Tanpa mengukur diri, mematut matutkan diri di depan kaca, sejumlah tokoh publik terus saja merangsek, atraktif, meminta diperhatikan terus menerus, senantiasa ingin selalu berada di orbit kekuasaan.
Saya jadi ingat dua burung Murai Batu peliharaan saya—Bawor 1 dan Bawor 2–yang setiap pagi, saat keduanya tengah manggung di dalam sangkar, suara mereka nyaring bersautan, gerakan mereka lincah, loncat sana dan sini.
(Ilustrasi - Murai Batu.
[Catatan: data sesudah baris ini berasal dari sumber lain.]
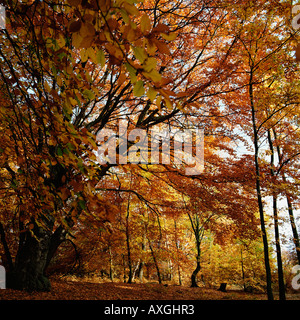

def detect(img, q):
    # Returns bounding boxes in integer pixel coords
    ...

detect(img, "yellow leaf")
[80,49,89,62]
[133,80,145,97]
[160,32,177,41]
[56,34,66,48]
[125,62,137,83]
[133,46,147,64]
[164,97,173,109]
[72,33,84,49]
[147,86,157,102]
[140,14,151,34]
[87,47,97,64]
[123,2,139,16]
[96,49,106,67]
[156,95,162,109]
[144,57,157,73]
[143,68,162,83]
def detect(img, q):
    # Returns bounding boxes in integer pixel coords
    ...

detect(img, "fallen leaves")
[0,278,278,300]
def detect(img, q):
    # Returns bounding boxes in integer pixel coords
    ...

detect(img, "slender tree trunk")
[126,175,133,283]
[286,196,300,265]
[132,260,140,282]
[126,211,133,283]
[137,233,146,282]
[109,246,114,281]
[174,219,182,285]
[249,77,273,300]
[148,238,162,284]
[272,194,286,300]
[272,129,300,264]
[267,130,285,300]
[191,240,201,287]
[240,247,246,291]
[122,254,126,283]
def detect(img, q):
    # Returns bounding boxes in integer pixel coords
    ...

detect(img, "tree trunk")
[240,247,246,291]
[137,233,146,282]
[272,128,300,264]
[249,77,273,300]
[191,240,201,287]
[191,260,201,287]
[0,222,13,272]
[126,175,133,284]
[8,224,52,291]
[148,238,162,284]
[137,261,144,281]
[267,130,285,300]
[218,283,227,292]
[126,210,133,283]
[109,246,114,281]
[174,219,182,286]
[286,195,300,264]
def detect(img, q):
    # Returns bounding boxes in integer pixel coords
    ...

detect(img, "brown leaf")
[69,20,82,33]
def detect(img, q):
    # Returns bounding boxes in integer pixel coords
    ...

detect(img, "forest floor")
[0,277,300,300]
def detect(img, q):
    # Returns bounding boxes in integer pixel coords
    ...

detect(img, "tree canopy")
[0,0,299,299]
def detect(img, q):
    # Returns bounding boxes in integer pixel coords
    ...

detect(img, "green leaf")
[22,116,30,125]
[78,199,86,210]
[133,80,145,97]
[57,146,63,156]
[83,89,95,100]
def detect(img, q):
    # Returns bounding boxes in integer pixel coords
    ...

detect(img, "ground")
[0,277,299,300]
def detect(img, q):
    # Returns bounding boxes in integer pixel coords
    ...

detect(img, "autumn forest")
[0,0,300,301]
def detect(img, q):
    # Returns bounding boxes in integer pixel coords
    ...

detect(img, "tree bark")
[191,261,201,287]
[191,239,201,287]
[249,76,273,300]
[0,222,13,272]
[8,223,52,291]
[148,238,162,284]
[286,196,300,265]
[126,175,133,284]
[272,128,300,264]
[267,130,285,300]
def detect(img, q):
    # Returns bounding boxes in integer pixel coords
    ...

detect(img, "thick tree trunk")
[8,225,52,291]
[7,218,66,292]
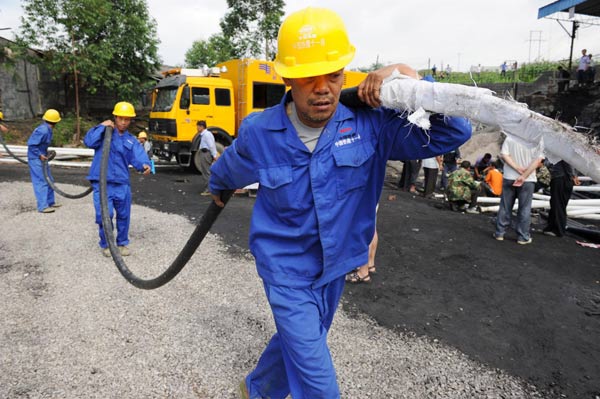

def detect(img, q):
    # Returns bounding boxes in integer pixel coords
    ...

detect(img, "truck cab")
[149,59,366,172]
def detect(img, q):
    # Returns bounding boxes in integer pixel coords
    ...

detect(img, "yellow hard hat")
[138,131,147,139]
[0,111,3,120]
[274,7,355,79]
[112,101,136,117]
[43,109,61,123]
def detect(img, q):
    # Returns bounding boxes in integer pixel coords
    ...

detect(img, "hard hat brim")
[274,49,355,79]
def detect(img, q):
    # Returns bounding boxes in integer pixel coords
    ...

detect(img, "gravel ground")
[1,181,544,399]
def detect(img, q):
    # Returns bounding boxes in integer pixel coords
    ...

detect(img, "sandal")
[368,265,376,275]
[346,271,371,284]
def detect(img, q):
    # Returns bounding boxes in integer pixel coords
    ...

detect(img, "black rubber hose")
[340,86,368,108]
[42,158,93,199]
[565,225,600,243]
[0,129,29,165]
[2,126,91,198]
[99,126,235,289]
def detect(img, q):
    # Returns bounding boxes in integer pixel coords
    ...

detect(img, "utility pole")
[568,22,578,71]
[528,31,543,63]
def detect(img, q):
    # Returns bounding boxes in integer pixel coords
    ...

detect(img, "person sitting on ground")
[535,158,551,193]
[446,160,481,213]
[482,160,503,197]
[474,152,492,180]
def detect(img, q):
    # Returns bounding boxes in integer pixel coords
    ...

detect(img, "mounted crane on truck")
[149,58,366,172]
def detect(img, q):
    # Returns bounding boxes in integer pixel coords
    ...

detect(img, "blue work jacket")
[84,125,150,184]
[210,91,471,288]
[27,122,53,160]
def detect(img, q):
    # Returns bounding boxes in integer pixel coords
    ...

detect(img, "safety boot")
[40,207,55,213]
[102,248,111,257]
[118,246,130,256]
[238,380,249,399]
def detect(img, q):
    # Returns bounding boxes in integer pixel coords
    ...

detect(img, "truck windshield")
[152,87,178,112]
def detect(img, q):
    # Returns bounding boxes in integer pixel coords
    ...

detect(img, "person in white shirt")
[197,120,218,194]
[493,136,545,244]
[577,49,591,86]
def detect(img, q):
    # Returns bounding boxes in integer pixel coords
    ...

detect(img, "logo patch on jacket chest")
[334,128,361,147]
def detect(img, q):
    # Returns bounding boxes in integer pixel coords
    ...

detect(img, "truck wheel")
[216,142,226,157]
[191,150,204,173]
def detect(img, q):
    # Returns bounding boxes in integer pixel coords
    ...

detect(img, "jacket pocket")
[258,165,295,210]
[332,142,375,198]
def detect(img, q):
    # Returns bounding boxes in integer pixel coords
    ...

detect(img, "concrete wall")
[0,37,62,120]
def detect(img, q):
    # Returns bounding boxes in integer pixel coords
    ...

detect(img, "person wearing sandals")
[347,205,379,284]
[346,228,378,283]
[209,8,472,399]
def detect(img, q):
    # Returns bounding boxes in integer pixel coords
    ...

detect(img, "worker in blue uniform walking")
[84,102,151,257]
[27,109,62,213]
[210,8,472,399]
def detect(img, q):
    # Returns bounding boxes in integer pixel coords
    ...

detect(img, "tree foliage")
[185,33,235,68]
[16,0,161,102]
[219,0,285,60]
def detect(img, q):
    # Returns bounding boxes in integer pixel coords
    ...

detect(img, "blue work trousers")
[495,179,535,242]
[246,276,346,399]
[92,182,132,248]
[28,157,55,212]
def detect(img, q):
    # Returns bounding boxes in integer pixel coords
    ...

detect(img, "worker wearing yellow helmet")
[0,111,8,135]
[137,130,152,158]
[26,109,62,213]
[209,8,472,398]
[83,101,151,257]
[0,111,8,160]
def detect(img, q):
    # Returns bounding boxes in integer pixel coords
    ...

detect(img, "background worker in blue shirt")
[210,8,472,399]
[27,109,62,213]
[84,102,151,257]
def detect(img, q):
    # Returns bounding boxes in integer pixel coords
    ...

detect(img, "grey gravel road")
[0,181,544,399]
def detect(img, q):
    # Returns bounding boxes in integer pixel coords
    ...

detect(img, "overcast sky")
[1,0,598,72]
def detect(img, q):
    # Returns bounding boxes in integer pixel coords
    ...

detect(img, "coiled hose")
[42,158,93,199]
[1,128,93,198]
[99,126,234,289]
[0,129,29,165]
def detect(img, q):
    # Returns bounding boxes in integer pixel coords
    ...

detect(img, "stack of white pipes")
[478,191,600,220]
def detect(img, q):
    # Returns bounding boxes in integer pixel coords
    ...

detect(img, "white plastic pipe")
[380,76,600,183]
[572,186,600,192]
[567,207,600,216]
[571,214,600,220]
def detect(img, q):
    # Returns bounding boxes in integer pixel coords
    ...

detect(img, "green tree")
[220,0,285,60]
[16,0,160,142]
[185,33,235,68]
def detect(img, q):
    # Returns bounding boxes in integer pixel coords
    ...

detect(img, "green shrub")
[51,115,96,147]
[418,60,563,85]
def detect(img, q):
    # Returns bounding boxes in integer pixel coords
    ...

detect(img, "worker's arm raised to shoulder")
[358,64,420,108]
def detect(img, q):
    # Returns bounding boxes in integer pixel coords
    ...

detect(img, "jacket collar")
[268,90,356,153]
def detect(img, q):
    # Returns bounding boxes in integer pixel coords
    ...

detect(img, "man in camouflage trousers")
[447,160,481,214]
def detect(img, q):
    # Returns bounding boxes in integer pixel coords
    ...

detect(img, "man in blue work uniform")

Sumber: istimewa)
Seorang tokoh yang dalam survei-survei selalu memperoleh nilai satu koma (nasakom), masih saja memaksakan diri untuk ikut dalam ajang perjodohan. Hanya karena dia mampu membayar konsultan politik, mereka tidak berpikir, mungkin masyarakat jengah dengan "syahwat politik" yang terlampau besar. Pokoknya, selalu merasa bisa.
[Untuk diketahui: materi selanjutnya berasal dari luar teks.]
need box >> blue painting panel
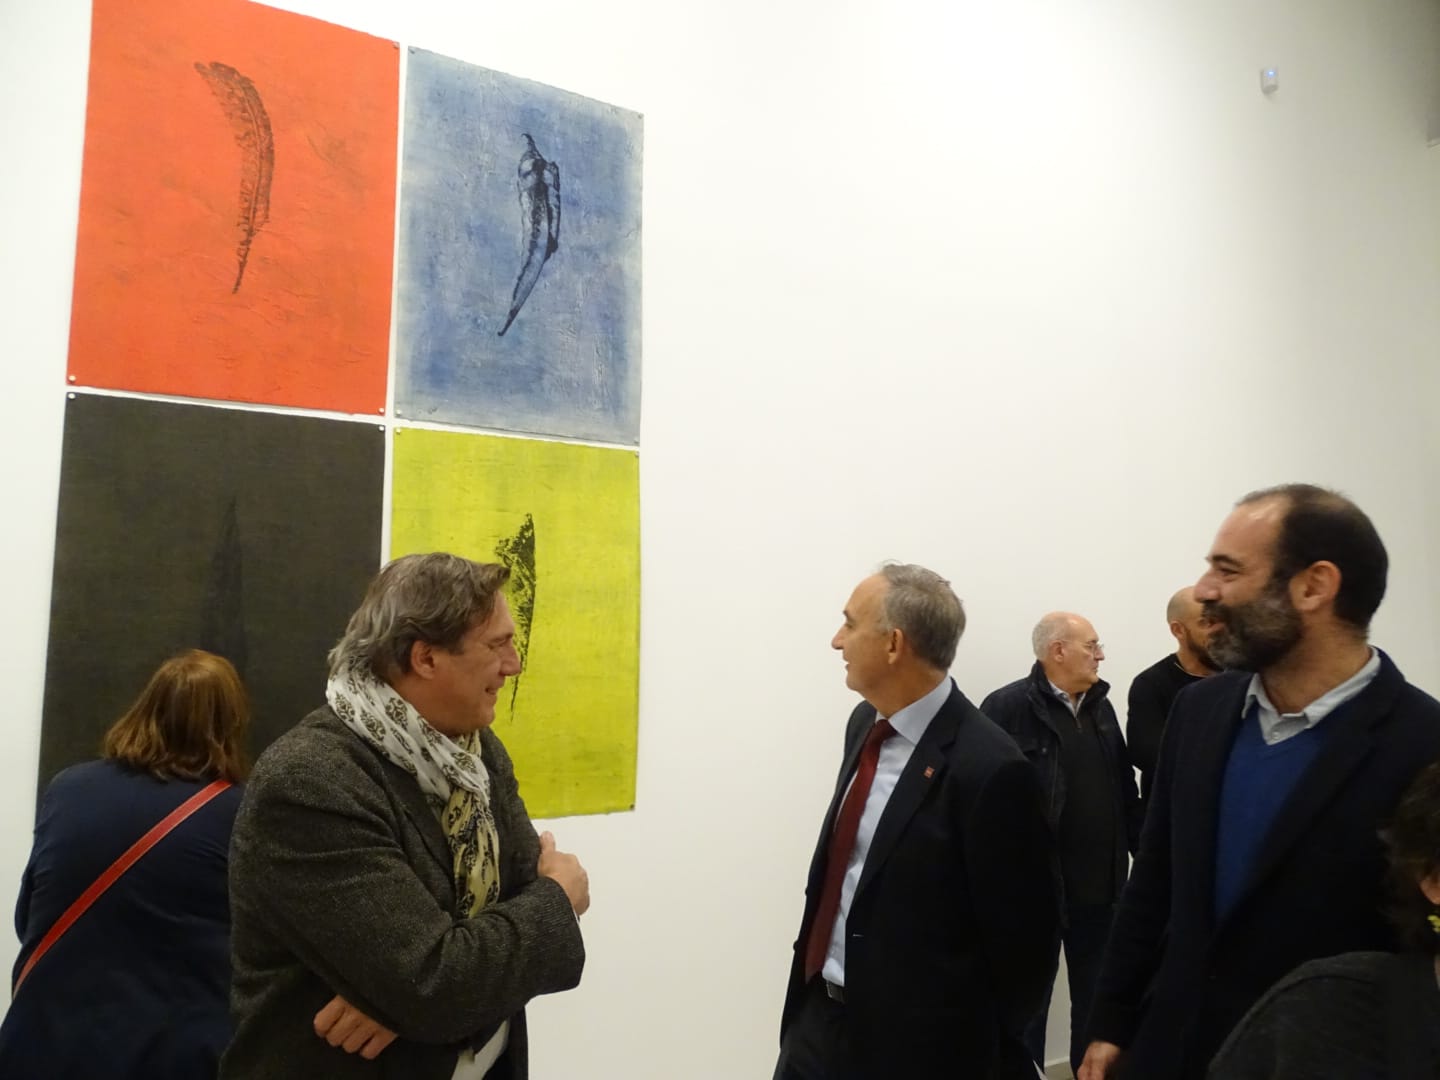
[396,49,642,444]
Sudirman Said, dalam pengakuannya, menceritakan bagaimana seorang pejabat "mengganggu" bakal Capres Anies Baswedan.
Sang Pejabat selalu tak habis akal untuk menawarkan banyak hal, sejak kedudukan, jabatan, posisi di pemerintahan, hingga tawaran material lain hanya supaya salah satu parpol mundur dan "tiket" Sang Capres lepas dari tangan.
Sang pejabat itu mungkin saja hanyalah orang suruhan dari pihak paling berkuasa lain. Masih segar dalam ingatan bagaimana suara suara menunda pemilu atau presiden tiga periode, meski jelas jelas mengangkangi konstitusi, ternyata pernah sangat nyaring diteriakkan.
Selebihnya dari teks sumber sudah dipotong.